The narrow win – the home side had to fight back from a 10-15 deficit in the second half – allowed Robertson to start his All Blacks coaching career on a positive note but it could easily have gone the other way.

England first-five Marcus Smith missed a conversion and two relatively easy penalties under the roof and Steve Borthwick’s men will rue a huge missed opportunity.

The tourists put a huge amount of pressure on the All Blacks via their defensive line speed. Sevu Reece and Ardie Savea scored first-half tries for the All Blacks but attacking opportunities were at a premium after the break.

Fortunately for the All Blacks, their discipline, scrum dominance and defence gave them an edge. With experienced prop Joe Marler limping off with a foot injury after 20 minutes, England struggled at the set piece but excelled defensively.

“England came out of the blocks early,” McKenzie said. “We knew they would bring that intense line speed. They put us under pressure at times.”

For the man known as Razor the overwhelming emotion was relief.

“I was pleased with the effort and character,” Robertson said.

“They [England] are six games in this year and well-rehearsed… I’m just really pleased with the mental strength to come through after new calls, new management, new everything, but still the old stoic pride in the jersey. We found a way.”

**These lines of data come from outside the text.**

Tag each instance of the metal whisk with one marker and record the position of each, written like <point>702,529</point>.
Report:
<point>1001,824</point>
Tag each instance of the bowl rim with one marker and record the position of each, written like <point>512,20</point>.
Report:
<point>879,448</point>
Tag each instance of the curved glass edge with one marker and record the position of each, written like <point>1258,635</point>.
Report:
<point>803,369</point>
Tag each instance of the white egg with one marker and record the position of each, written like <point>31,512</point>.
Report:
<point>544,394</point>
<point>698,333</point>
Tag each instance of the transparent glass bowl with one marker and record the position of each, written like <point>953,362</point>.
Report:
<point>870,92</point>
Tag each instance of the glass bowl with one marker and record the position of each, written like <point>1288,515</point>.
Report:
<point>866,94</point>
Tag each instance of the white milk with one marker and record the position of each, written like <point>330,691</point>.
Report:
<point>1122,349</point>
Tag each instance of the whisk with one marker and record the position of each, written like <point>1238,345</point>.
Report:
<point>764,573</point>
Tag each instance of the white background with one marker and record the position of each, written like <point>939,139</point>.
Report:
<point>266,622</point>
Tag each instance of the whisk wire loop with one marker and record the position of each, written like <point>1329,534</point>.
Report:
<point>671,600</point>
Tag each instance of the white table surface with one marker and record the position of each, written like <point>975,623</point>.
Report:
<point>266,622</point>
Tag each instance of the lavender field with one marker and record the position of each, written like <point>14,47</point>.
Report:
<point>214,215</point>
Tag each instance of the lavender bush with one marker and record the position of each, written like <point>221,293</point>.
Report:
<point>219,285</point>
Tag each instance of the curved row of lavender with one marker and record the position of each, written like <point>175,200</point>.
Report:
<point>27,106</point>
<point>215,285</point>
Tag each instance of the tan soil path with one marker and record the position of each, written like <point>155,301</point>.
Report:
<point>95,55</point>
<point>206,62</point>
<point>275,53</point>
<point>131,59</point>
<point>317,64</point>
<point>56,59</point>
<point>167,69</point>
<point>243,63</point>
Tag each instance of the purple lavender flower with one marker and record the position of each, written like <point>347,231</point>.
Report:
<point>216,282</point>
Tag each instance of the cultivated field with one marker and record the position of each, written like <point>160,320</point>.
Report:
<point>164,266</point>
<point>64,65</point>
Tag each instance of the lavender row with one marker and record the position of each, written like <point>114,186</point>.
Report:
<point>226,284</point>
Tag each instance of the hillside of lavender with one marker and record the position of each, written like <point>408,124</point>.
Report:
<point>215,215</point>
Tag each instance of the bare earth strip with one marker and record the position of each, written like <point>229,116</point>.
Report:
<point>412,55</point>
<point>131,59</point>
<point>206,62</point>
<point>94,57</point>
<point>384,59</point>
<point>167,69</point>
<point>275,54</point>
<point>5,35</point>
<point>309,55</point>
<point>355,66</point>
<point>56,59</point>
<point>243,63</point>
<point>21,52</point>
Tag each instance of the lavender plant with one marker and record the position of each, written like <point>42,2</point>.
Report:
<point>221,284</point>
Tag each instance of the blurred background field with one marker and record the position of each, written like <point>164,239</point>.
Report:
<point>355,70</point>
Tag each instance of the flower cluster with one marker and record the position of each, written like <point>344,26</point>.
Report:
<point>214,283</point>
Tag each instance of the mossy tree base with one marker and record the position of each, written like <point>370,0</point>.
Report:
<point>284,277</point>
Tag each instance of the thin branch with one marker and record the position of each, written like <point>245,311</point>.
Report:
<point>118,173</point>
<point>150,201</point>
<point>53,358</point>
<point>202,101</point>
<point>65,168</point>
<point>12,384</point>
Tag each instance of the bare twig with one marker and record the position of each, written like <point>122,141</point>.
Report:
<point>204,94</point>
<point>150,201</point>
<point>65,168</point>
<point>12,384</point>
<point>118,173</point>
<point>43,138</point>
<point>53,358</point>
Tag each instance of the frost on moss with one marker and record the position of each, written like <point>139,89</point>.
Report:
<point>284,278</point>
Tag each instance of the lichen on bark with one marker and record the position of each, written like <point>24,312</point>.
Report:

While England had a full Six Nations plus a Test against Japan to prepare for the first Test Downunder, the All Blacks were in their first outing since losing the World Cup grand final to the Springboks in Paris.

The rustiness – especially on attack – was clear to see and the potential for improvement enormous.

Having retained the Hillary Shield, the two teams will turn their attentions to next Saturday at Eden Park, a venue the All Blacks have not lost at since 1994.

“We have to respect Eden Park for what it has given us over the years because we have prepared well,” Robertson said. “Tonight was a clear reminder about what Test footy is. You’ve still got to earn it at Eden Park.”

One of the All Blacks’ finest performers was Reece, who hardly touched the ball in the second half but showed a different part of his game – a physical intensity on defence that helped pin England in their own territory.

“Someone told me that the last time I played Test rugby was 18 months ago so to be back out there tonight was very, very special,” Reece said.

England skipper Jamie George said: “We came here to win. We came here to achieve something that no England team has done for 21 years. We really put our hand up at times and had control of the game for long periods.”